The 1Password CLI PAM Provider uses the 1Password CLI to communicate with 1Password in PowerShell. It does not support using the 1Password SDKs or 1Password Connect Server APIs. It does not require additional licensing for any services in 1Password besides basic level features. Communication with 1Password uses Service Account and associated Token. Service Account Tokens are tied to specific Vaults when they are created, and will need to be regenerated if additional Vault access needs to be added later.

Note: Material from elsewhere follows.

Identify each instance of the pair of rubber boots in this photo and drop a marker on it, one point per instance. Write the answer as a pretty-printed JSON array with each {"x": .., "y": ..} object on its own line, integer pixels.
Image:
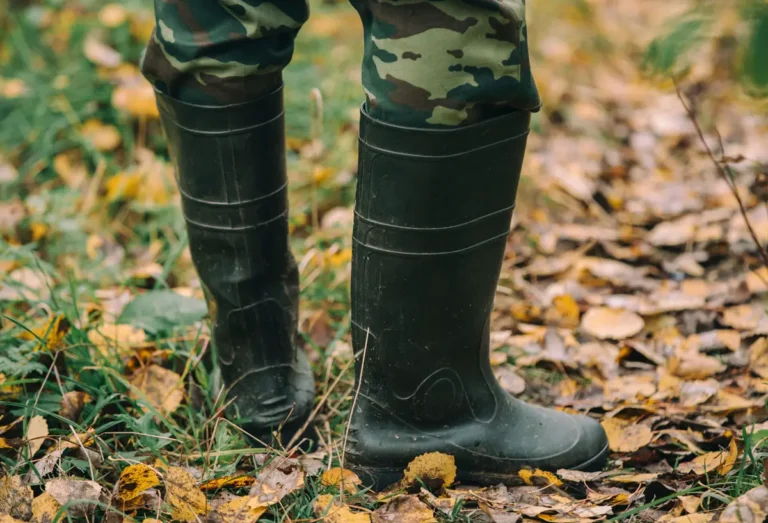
[{"x": 432, "y": 217}]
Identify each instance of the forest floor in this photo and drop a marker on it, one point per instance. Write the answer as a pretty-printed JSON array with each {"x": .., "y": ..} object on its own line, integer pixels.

This PAM Provider supports retrieving all fields available in 1Password, such as usernames and passwords. It can be installed on either the Keyfactor Command Platform or on Universal Orchestrators.
In order to use this PAM Provider extension, the 1Password CLI must be installed.
Refer to the 1Password CLI documentation for how to install the CLI and add it to the execution path.
After the CLI is installed, it is prudent to verify that the integration will be able to reach it, by opening a new PowerShell terminal and typing the simple command op. This should not result in an error and instead show the top-level help info for the CLI.
A Service Account also needs to be created and configured with a Service Account Token. Refer to the 1Password Service Accounts documentation for how to set up and provision a Service Account. Please note that Service Account Tokens are associated with Vaults at time of creation. If additional Vaults are later added that need to be accessed, the Token will need to be reconfigured to be granted acccess to additional Vaults.
Since this extension expects to be able to run the CLI in a PowerShell session, the account running the Keyfactor service that uses this PAM Provider will need to be able to access and use PowerShell.
The 1Password CLI PAM Provider uses the 1Password CLI to retrieve credential information. It executes op read commands in PowerShell sessions that return that credential information.
The Service Account Token, which acts as an authentication string, is entered into each PowerShell session that is started.